All Mexico Roller Derby Championships
I tried to use the flight for writing but my lack of sleep caught up fast and I was out like a light for the majority of the ride.
After making the decision to open our relationship, I spent the next week or so trying to process and make sense of what I was feeling. My brain kept trying to understand what was going on by comparing. I wondered what their interactions were like if they were anything like ours? What happened if he fell in love with her? How did she compare to me? Was she “better” than me? Was there something that she was giving I couldn’t? While I never for a moment doubted Zack’s love for me, I remember also very much wanting the reassurance. I wanted to make sure nothing had changed between us. And I was needing that support bit more than I cared to admit. I really wanted to be that person that just instantly understood everything and was “okay” with it right away. But I kept going back and forth between logical understanding and having my raw emotions take over.
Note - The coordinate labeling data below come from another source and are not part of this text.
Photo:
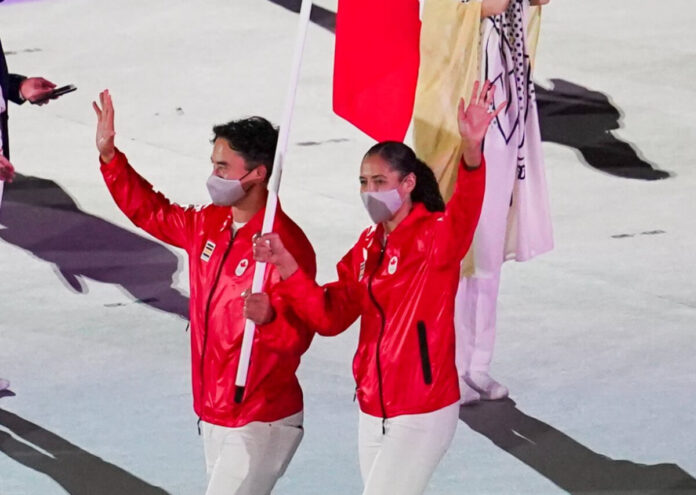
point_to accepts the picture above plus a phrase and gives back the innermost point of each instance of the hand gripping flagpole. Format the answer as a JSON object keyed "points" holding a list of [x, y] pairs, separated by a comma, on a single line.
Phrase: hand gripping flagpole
{"points": [[272, 201]]}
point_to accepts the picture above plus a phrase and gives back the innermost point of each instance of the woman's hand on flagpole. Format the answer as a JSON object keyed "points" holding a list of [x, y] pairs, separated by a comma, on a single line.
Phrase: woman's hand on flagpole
{"points": [[268, 248], [6, 169], [474, 120], [105, 127]]}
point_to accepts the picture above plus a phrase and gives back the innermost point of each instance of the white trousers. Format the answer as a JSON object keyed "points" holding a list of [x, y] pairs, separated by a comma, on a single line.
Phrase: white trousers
{"points": [[475, 310], [401, 460], [250, 459]]}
The bridge between knowing something and your feelings about that thing is often hard to cross, and this was going to take some time. I felt all of those old fears and insecurities from my past come rushing back again. Before Zack, I had only been in two prior relationships. The first was in my freshman year of high school and it ended very abruptly. We had been very close friends for many years and I really cared for him. Losing that relationship and more importantly, that friendship, without any warning, was very hard for me. For whatever reason, it left such an impression that every relationship after, I have been afraid that something would change. That it would end immediately like that again and that I would be left alone, hurting, in pain, and wondering what I did wrong. The second relationship was my ex-husband and we were together for 9 years. That is a lot of time and effort put into a relationship, even if it wasn’t the healthiest. When I found out he was cheating on me it also left quite the mark. He intentionally and purposefully hid his inappropriate actions with other woman from me and went to great lengths to do so. He then lied to me and made me feel as if it was my fault when I found out. This once again left me feeling very self-conscious, hurt and with a lot of questions. My head was reeling and I was trying so hard to keep it all separate.
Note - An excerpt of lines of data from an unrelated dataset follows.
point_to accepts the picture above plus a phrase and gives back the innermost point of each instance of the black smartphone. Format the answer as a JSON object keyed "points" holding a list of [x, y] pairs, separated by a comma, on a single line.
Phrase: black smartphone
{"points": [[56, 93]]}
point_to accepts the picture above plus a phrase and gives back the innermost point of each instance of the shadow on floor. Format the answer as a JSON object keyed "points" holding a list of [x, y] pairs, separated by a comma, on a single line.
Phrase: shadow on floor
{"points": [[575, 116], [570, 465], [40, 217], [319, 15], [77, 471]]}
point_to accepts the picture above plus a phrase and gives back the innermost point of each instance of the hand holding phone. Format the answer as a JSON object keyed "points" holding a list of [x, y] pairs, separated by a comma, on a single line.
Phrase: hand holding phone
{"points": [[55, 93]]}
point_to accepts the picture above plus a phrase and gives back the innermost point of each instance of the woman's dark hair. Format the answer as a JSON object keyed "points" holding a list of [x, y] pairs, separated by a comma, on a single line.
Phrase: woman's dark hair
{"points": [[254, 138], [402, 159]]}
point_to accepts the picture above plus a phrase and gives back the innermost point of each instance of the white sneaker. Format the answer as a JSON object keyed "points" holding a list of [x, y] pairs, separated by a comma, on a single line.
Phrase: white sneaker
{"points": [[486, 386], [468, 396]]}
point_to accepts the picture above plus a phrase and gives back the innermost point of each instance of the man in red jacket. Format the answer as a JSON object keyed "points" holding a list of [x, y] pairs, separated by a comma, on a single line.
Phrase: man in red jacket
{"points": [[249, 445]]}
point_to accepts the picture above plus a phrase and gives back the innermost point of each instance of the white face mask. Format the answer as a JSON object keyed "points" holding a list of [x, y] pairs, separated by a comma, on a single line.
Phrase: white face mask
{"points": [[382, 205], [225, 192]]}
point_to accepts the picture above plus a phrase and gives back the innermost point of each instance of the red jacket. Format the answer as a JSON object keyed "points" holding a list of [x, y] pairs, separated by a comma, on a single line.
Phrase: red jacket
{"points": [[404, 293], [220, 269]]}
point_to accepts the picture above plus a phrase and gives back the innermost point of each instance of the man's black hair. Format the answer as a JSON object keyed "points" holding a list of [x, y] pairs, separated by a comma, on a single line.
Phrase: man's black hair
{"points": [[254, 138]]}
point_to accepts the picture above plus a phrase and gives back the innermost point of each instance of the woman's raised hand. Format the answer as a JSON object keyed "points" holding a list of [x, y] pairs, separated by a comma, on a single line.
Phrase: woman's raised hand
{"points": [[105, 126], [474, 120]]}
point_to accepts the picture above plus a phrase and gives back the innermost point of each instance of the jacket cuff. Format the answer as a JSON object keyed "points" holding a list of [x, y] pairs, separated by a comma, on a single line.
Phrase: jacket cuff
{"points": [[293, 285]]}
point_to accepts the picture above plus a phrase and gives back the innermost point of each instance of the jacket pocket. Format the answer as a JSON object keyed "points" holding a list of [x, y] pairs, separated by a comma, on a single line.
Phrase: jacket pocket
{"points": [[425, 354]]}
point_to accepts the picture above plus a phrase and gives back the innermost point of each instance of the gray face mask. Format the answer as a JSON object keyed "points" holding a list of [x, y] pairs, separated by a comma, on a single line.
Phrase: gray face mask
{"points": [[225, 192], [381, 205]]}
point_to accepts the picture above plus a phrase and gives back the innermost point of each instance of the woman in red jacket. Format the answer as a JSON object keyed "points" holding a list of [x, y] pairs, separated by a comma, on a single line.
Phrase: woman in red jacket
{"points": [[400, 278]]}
Were my feelings about what was happening right now legitimate or was I projecting? I knew that this was a completely different relationship, and more importantly, a partnership. This was being done with complete openness. Yes, it was incredibly hard to hear about at times, but life isn’t always easy is it? No, I wasn’t upset at him and was not holding his feelings against him; how could I? He was completely upfront and honest with me from the very beginning. He wasn’t cheating because there is complete consent and knowledge by all parties. So why was I having such a hard time with this?
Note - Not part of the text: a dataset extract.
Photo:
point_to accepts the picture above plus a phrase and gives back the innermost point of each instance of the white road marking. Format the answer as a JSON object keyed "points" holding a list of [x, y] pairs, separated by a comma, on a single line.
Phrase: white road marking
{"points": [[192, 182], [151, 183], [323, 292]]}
After quite a bit of self-analysis, I realized that one of the things I was having a really tough time with was him not physically being here to reassure me. While I was getting the verbal and emotional reassurance, I really wanted that physical too. I missed Zack. I not only wanted a hug and a kiss, but I also wanted those little moments that we share together that had come to mean so much to me. I wanted to feel that everything was alright and that nothing had changed. And right now, I just couldn’t have it. I was also having to come to terms with the fact that Montserrat was getting that time with him. And that was proving to be tough for me to cope with. But I also knew that this was something I was going to need to work through if this was going to work. At least now that I was aware of it, I could stop it from having power over me and my thoughts. I soon came to realize that while this wasn’t going to be easy and I wasn’t processing it all nearly as quickly as I would have liked, this was just something that I was going to have to work through and, like him, just continue to move forward.